Running Asterisk 13.3.0 with pjsip, phones are sending a REGISTER with the parameter Expires: 3600
After a lookup in ps_endpoints, the contact is sucessfully added:
– Added contact ‘sip:+123456789@10.20.30.40:5060’ to AOR ‘+123456789’ with expiration of 3600 seconds
All goes well, but after some 12 minutes, the contact is gone, all I can see is a database delete action when debug logging is enabled:
SQL: DELETE FROM ps_contacts WHERE id=
Sadly, I have no control about the register frequency on the phones side.
Have debug logging on 1, verbose logging on 3, all I can see is the database SQL query removing the record, no other messages. Also pjsip logger on, no sip packet coming from the phone before the delete.
Just saw that the interval is rather random. Mostly between 5 and 45 minutes i guess.
Contacts just dissapear and of course coming back every hour due to the phone registration.
I’m sorry for answering my own post, but I think I have found the problem.
I did forget to mention that we are using two Asterisk machines, who share the same database.
Both machines are getting SIP traffic from the provider and handsets in a roundrobin way.
So what happens:
Registration comes in on Asterisk1, is set in contacts with a expire of 3600 sec.
Before the end of the expire, phone sends another register, but it arrives on Asterisk2 due to the roundrobin strategy.
Asterisk2 does a nice update of the shared record, but it seems Asterisk1 isn’t aware of this.
The timer of Asterisk1 for this phone expires and does a remove from the shared contacts table.
Some time later, a new registration comes in on Asterisk1.
It seemed random to me, but the registration attempts are within the 3600 sec on a 70-90% timespan base or so. After analyzing the debuglog, I saw a delete exactly after 3600 sec of the initial register attempt.
For testing purposes, I have set all expires on 7200 sec, just to see if this is really the case.
Is there maybe something in the settings I’m missing, or is this just normal behaviour that both Asterisk machines are unaware of the update record, even if they share the same database?
It’s normal, you can’t have the res_pjsip_registrar_expire module loaded in such an environment. It reacts based on actions from the registrar on the instance itself. If another instance gets a REGISTER then it won’t know. The only way to make it work otherwise would be either having it query the database constantly to update its state or some communication between instances to push the information around.

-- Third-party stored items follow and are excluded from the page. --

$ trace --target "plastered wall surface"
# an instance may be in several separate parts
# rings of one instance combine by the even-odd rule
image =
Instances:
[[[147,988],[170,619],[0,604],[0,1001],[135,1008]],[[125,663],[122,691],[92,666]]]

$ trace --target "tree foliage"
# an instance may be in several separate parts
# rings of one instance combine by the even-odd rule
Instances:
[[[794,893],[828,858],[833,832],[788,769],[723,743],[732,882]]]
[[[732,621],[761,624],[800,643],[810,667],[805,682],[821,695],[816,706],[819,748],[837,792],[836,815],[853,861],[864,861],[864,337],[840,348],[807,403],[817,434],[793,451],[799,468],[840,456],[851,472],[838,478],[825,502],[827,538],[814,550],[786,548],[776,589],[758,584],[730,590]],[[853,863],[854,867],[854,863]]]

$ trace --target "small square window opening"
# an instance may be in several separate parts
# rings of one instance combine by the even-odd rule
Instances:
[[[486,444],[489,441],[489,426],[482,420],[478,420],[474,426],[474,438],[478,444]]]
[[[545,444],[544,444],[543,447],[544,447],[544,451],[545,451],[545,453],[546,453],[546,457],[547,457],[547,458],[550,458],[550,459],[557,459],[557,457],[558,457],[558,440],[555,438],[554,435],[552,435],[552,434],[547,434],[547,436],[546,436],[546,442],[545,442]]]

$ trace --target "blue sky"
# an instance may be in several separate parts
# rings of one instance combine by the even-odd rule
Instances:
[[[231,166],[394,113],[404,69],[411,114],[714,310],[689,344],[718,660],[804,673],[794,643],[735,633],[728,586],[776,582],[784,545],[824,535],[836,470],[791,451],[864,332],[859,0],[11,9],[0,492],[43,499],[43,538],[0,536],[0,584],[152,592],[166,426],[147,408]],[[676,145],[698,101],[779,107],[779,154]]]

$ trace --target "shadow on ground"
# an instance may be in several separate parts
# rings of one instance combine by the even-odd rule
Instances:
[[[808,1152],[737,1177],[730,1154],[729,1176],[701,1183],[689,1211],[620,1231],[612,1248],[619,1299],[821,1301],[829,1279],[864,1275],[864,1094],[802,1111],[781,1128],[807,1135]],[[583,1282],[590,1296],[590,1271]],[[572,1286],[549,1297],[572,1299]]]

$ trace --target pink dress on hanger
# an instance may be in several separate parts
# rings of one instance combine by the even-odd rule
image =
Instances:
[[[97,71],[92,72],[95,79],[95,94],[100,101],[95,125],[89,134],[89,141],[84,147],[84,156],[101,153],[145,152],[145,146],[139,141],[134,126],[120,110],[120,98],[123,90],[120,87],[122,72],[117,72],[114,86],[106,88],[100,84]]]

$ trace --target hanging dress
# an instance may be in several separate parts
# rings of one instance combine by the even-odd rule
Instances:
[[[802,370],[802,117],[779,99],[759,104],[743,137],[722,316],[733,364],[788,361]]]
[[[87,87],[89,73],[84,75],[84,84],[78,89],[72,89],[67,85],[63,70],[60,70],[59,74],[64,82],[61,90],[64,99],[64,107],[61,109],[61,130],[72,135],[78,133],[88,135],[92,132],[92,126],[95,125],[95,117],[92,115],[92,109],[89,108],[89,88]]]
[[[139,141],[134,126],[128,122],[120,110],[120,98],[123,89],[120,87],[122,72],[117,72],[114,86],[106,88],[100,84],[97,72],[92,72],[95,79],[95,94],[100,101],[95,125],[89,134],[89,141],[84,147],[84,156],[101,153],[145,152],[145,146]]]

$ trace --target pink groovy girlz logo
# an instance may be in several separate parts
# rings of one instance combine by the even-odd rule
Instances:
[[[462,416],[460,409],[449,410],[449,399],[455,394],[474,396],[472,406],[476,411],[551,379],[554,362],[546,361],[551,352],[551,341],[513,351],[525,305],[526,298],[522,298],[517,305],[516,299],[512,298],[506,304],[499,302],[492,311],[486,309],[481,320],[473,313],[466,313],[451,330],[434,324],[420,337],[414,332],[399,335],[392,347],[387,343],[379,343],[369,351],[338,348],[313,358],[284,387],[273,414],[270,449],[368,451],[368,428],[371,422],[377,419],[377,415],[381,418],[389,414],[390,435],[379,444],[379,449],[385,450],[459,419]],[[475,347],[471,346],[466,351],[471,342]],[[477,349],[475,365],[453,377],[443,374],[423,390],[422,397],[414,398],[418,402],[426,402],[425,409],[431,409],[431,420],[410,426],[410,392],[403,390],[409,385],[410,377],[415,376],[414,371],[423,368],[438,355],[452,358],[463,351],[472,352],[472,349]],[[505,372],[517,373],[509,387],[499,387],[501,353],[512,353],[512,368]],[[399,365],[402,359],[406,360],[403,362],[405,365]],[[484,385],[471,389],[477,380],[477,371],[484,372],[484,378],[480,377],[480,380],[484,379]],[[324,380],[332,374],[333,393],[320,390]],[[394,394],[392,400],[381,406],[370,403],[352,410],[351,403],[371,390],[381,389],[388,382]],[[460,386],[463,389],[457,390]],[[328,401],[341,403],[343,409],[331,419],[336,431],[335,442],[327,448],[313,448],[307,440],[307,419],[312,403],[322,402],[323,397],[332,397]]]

Neither of these exist today.
When a registrations is send to instance 1, the internal timer will countdown to purge the record.
When I increased the expiration time, the problem only occurs less.
At some point, the re-registration will be send to only instance 2 for a couple of rounds, due to the roundrobin method and will be purged by instance 1. When we deploy more instances in the future, this will happen even ofter.
Are you sure, there is no way two (or more) instances can keep the counter in the external database?
Otherwise, is there a way to completely disable the purge routine like set the expire to 0?
Or just set the module res_pjsip_registrar_expire to noload in modules.conf?
I can have a custom external process keep track of this and purge only when it’s needed.